Enter the central contrivance of the film: that tired device (“Eddie and the Cruisers,” not to mention “Citizen Kane”) of a reporter tackling a mystery. Here it’s one Cami Carlson (Kelli Williams) of a fictional VH1-like channel, fresh out of rehab with a chip on her shoulder bigger than the 30-day sobriety chip dangling from her wrist. You know before the first scene is through that A) she’ll struggle to find her quarry while B) struggling with her own demons as C) her personal battles mirror those of Nevins’ and D) she learns as much about herself as about her subject.

Meanwhile, the clothes and manners are more ‘90s Vogue retro than vintage ‘60s life (or Life, for that matter), Johnson’s post-Jewel hippie chick particularly so--though she’s otherwise commendable as the spunky yet troubled young Nevins and did her own more-than-credible singing.

And Carlson’s difficulties finding clues about Nevins’ fate are ludicrous and disingenuous. In real life, as scriptwriter Victoria Wozniak surely knew, five minutes of online research could have led straight to Nevins’ doorstep--there were three Times stories alone between 1989 and 1994 about her, all mentioning her post-music life as an Orange County college writing teacher.
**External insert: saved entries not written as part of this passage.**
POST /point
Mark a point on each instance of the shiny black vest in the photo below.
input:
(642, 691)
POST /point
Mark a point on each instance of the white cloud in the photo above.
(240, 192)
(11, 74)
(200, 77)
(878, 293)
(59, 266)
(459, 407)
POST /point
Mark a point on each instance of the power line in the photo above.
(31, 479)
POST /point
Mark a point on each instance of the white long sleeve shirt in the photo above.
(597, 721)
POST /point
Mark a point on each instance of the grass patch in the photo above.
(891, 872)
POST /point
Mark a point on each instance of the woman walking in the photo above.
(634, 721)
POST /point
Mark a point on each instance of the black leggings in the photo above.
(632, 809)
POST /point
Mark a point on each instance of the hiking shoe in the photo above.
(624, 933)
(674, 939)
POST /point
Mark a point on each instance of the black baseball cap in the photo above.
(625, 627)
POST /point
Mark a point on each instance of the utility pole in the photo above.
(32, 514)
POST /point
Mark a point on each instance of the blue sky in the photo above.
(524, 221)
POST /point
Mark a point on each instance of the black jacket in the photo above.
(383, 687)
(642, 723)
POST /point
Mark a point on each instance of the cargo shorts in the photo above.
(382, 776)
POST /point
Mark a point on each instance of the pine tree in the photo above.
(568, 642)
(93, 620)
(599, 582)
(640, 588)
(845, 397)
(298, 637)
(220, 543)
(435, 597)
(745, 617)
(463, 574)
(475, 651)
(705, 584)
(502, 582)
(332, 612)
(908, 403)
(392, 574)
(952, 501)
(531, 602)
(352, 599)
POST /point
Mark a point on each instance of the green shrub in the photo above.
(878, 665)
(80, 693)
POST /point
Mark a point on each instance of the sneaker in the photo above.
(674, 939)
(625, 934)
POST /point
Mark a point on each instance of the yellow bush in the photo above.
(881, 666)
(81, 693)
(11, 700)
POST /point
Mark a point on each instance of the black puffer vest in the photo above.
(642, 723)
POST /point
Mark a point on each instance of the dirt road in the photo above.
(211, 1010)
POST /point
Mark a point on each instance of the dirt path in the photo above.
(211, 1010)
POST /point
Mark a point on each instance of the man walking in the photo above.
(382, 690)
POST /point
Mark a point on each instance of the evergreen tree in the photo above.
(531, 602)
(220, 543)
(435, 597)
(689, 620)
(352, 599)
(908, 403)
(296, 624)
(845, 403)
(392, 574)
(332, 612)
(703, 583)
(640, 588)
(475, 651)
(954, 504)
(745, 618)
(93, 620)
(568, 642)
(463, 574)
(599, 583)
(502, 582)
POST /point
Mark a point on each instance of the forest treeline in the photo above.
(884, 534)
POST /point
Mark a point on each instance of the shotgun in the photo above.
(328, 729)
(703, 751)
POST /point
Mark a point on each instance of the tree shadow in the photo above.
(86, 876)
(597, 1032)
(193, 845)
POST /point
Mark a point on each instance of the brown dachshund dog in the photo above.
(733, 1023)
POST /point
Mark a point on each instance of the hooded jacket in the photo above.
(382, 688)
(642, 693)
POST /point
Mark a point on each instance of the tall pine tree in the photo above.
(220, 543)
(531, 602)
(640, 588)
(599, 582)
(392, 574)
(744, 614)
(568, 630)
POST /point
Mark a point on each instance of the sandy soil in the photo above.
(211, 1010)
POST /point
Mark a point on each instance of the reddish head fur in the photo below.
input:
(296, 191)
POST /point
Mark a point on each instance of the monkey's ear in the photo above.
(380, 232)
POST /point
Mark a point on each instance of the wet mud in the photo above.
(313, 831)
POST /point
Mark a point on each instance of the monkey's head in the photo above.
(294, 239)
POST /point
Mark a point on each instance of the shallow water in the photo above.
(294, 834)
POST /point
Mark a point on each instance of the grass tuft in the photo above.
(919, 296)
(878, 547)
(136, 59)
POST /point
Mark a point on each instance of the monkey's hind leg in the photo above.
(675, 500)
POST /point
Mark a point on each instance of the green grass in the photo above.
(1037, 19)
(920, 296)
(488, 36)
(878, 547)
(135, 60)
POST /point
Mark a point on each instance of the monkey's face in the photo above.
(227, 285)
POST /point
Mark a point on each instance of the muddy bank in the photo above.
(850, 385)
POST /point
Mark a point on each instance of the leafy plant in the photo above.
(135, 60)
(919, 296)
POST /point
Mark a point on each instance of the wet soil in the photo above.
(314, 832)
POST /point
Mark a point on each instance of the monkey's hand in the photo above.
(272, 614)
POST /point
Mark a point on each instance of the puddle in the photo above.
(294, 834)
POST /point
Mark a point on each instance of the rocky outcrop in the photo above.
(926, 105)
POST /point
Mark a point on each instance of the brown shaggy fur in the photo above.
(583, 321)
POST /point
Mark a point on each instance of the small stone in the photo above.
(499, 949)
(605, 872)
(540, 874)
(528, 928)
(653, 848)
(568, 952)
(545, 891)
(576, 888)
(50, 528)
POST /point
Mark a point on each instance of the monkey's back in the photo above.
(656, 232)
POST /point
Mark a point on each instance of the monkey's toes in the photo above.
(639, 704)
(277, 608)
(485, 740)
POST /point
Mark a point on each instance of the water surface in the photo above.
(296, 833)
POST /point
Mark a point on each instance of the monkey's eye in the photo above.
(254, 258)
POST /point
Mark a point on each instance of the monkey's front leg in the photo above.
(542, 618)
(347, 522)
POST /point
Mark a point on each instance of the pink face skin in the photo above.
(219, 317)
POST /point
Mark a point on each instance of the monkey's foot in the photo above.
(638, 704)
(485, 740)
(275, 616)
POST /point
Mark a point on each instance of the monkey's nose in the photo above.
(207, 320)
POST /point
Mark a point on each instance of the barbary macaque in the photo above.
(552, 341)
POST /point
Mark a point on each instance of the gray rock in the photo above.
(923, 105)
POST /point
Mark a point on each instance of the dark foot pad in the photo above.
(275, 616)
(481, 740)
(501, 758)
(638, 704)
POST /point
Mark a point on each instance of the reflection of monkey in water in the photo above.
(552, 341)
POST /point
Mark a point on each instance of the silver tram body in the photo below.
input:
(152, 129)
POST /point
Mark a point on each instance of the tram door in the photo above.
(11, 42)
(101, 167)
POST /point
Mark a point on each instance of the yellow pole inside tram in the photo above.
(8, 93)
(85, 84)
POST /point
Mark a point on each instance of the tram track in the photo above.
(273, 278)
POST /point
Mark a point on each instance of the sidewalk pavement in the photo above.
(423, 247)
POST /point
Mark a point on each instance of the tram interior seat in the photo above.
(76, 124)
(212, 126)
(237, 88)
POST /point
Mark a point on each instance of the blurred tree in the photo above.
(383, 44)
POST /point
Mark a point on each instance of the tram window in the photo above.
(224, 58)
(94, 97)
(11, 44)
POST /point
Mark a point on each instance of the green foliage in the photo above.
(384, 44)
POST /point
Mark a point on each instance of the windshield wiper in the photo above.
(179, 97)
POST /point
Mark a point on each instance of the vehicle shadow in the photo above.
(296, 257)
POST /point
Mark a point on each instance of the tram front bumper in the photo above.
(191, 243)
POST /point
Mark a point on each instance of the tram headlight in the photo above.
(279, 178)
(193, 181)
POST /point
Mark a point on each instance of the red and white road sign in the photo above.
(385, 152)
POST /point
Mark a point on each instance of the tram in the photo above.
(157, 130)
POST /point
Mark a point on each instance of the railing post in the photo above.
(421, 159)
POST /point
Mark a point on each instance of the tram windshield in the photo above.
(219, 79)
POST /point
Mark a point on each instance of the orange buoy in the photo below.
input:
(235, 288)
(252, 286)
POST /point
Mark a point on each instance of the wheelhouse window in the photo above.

And the film’s inevitable, climactic 1999 reunion? Um, well, it isn’t as if they hadn’t seen one another in 30 years. In 1994, Nevins herself wrote that the surviving members were then playing music together. Hey, why let facts get in the way of a story, “true” or otherwise?

* “Sweetwater: A True Rock Story” premieres at 9 p.m. Sunday on VH1. The network has rated it TV-PG (may be unsuitable for young children).